The Nashville Tennessean did not approve. A small editorial the following day published the photograph of three congressional Republicans, including Minority Leader Joseph Martin of Massachusetts. According to the Tennessean, the “Gloat Club” of GOP congressmen in the House of Representatives were positively giddy with delight at the failure of the lending bill and the newspaper was quick to point out those gloating included Herron Pearson, Wirt Courtney, and Joe Byrns, Jr. The Tennessean lamented the three Tennessee Democrats had voted with the Republicans to kill the lending bill “which had already been passed by the Democratic senate” and was “a Democratic measure proposed by the leader of the Democratic party, Franklin Delano Roosevelt.”
Nashville’s other daily newspaper, the Banner was a more conservative publication and owner James Stahlman published an editorial praising Byrns, Person and Courtney. The Banner thought the congressmen “displayed sound judgment, the courage of convictions and a compelling regard for the best interests of the nation when they voted against the President’s latest huge lending-spending bill, the fourth measure of that description he had proposed in the name of recovery.”
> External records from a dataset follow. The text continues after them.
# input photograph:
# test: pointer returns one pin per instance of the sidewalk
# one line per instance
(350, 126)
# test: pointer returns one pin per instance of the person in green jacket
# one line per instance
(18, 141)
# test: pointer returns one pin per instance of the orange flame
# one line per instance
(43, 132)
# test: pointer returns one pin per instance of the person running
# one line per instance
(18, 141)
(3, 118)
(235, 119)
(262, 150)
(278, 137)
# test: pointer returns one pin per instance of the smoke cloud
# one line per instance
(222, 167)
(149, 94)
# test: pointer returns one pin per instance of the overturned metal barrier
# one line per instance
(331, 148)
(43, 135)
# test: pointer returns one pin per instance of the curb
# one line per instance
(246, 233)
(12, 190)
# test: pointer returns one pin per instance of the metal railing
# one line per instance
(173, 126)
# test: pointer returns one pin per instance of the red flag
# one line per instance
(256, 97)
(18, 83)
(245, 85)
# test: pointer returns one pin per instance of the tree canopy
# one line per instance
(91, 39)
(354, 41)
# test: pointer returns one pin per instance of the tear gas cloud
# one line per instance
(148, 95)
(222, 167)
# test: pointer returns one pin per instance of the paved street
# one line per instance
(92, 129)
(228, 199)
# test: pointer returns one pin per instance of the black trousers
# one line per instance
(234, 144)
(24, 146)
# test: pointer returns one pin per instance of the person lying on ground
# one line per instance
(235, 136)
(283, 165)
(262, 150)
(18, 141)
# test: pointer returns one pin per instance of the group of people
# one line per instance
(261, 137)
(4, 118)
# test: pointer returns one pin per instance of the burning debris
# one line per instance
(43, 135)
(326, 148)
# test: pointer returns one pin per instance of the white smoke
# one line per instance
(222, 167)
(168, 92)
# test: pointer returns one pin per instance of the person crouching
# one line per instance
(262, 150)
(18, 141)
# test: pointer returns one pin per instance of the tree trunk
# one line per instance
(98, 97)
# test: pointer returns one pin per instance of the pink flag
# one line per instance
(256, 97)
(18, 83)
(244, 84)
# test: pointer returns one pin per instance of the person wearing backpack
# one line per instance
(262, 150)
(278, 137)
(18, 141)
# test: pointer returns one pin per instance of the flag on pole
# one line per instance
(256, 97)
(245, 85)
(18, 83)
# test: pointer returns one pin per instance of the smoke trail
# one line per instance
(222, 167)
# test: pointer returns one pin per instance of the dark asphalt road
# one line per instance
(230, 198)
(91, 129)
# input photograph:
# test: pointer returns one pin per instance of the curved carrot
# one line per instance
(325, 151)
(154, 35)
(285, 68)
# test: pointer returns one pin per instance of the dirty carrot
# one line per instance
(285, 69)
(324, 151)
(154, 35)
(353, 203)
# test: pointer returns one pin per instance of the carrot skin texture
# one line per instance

That same week the New Deal, which was facing a coalition of conservative Democrats siding with the Republican minority in Congress, lost a critical vote on the housing legislation that meant so much to Joe Byrns, Jr. Once again, there was a freshman Democrat apostate who helped to defeat the bill. This time it was young Albert Gore of Tennessee’s Fourth Congressional district; the same district that had routinely returned Cordell Hull to the House of Representatives. By a vote of 191 – 170, the House defeated the $800 million housing bill. Gore was one of 54 Democrats who joined 137 Republicans in voting against considering the housing bill. Gore made his own maiden speech against the housing legislation, which he said was “neither self-liquidating nor low-cost.” Gore’s speech helped to seal the fate of the bill in the House and the Tennessean bitterly acknowledged the young congressman was “a hero” of the defeat of the housing legislation.
Certainly Albert Gore was no conservative, remaining an outspoken liberal throughout his long Congressional career. Perhaps young Joe Byrns, Jr., like his colleague from the neighboring Fourth Congressional district, simply disagreed with the President and the New Deal administration on a legislative program. Still, there were those that were not ready to forget Byrns had run on a “100% Roosevelt” platform against his predecessor.
Joe Byrns, Jr. returned home to Nashville and began to attempt to mend his political fences.